Wow - again some really interesting images.

They're like ultrasound scans into the brain of the neural network.

Some notes about these images:

  • The "7" is really clear. You can see the dark bits which, if marked in the query image, strongly suggest a a label "7". You can also see the additional "white" area which must be clear of any marking. Together these two characteristics indicate a "7".
  • Same applies to the "3" - there area areas which, if marked, indicate a "3", and areas which must be clear too. The "5" is similarly apparent too.
  • The "4" is interesting in that there is a shape which appears to have 4 quadrants, and excluded areas too. 
  • The "8" is largely made up of white areas suggesting that an eight is characterised by markings kept out of the central regions.

Some of the images are very clear and definite but some aren't and this might suggest that there is more learning to be done. Without more learning, the confidence in the network answering with the label "8" woud be lower than for a really clear "0", "5" or a "7".

Having said that, the network performs really really well anyway  - at 97.5% accuracy over the test set of 10,000 images!

So there you have it - a brain scan into the mind of a neural network!

Sunday 6 March 2016

Your Own Handwriting - The Real Test

We've trained and tested the simple 3 layer neural network on the MNIST training and test data sets. That's fine and worked incredibly well - achieving 97.4% accuracy!

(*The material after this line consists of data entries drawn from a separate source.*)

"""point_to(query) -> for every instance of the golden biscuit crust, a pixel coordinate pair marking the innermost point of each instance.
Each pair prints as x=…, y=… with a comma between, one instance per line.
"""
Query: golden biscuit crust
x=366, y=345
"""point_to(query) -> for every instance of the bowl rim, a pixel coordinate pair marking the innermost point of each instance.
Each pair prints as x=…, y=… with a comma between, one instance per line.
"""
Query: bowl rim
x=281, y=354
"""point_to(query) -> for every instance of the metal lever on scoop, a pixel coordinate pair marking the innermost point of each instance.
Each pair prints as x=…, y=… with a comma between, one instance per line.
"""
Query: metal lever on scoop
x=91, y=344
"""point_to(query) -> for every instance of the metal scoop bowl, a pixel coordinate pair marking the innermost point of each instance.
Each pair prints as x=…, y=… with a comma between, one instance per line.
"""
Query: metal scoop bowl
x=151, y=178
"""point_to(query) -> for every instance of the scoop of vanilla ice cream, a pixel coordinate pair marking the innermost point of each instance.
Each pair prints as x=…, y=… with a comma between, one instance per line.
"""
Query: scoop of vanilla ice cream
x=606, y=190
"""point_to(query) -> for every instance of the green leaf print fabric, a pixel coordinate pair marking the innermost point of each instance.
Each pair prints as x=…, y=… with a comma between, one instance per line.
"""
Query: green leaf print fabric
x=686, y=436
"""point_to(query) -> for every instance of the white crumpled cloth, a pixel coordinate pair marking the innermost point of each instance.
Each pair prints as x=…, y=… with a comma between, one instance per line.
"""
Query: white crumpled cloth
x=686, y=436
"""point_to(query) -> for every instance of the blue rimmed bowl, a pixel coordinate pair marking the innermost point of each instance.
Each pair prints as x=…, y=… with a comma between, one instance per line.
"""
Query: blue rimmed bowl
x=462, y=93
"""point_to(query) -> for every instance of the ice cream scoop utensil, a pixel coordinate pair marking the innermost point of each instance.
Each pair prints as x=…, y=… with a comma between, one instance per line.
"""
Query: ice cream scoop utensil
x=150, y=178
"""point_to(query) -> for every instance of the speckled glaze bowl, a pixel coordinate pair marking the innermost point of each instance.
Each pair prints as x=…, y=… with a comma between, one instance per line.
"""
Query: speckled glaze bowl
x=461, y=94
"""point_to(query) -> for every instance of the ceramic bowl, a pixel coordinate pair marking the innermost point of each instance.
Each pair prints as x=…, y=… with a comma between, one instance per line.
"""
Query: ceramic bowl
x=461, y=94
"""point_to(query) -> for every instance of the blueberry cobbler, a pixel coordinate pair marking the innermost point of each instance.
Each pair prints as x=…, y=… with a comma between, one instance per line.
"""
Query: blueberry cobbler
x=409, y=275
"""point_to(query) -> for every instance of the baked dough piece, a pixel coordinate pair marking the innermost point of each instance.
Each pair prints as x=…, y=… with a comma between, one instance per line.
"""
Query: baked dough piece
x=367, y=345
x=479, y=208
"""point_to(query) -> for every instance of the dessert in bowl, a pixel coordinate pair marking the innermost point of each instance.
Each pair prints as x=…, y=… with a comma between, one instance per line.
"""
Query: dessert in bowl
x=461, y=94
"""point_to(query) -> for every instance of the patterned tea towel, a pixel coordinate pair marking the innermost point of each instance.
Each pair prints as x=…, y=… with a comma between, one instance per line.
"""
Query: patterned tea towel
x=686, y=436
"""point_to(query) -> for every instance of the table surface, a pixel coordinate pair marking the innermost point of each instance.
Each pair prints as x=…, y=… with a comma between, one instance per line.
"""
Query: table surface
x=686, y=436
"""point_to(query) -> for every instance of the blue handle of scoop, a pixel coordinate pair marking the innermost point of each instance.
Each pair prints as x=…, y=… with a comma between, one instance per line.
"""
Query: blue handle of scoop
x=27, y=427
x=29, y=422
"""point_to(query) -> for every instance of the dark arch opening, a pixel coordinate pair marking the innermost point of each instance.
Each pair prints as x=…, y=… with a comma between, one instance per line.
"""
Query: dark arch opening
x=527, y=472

The code in python notebook form is at github:
That's all fine but it would feel much more real if we got the neural network to work on our own handwriting, or images we created.

The following shows six sample images I created:


The 4 and 5 are my own handwriting using different "pens". The 2 is a traditional textbook or newspaper two but blurred. The 3 is my own handwriting but with bits deliberately taken out to create gaps. The first 6 is a blurry and wobbly character, almost like a reflectioni n water. The last 6 is the previous but with a layer of random noise added.

We've created deliberately challening images for our network. Does it work?

The demonstration code to train against the MNIST data set but test against 28x28 PNG versions of these images is at:
It works! The following shows a correct result for the damaged 3.


In fact the code works for all the test images except the very noisy one. Yippeee!



Neural Networks Work Well Despite Damage - Just Like Human Brains
There is a serious point behind that broken 3. It shows that neural networks, like biological brains, can work quite well even with some damage. Biological brains work well when damaged themselves, here the damage is to the input data, which is analogous. You could do your own experiments to see how well a network performs when random trained neurons are removed.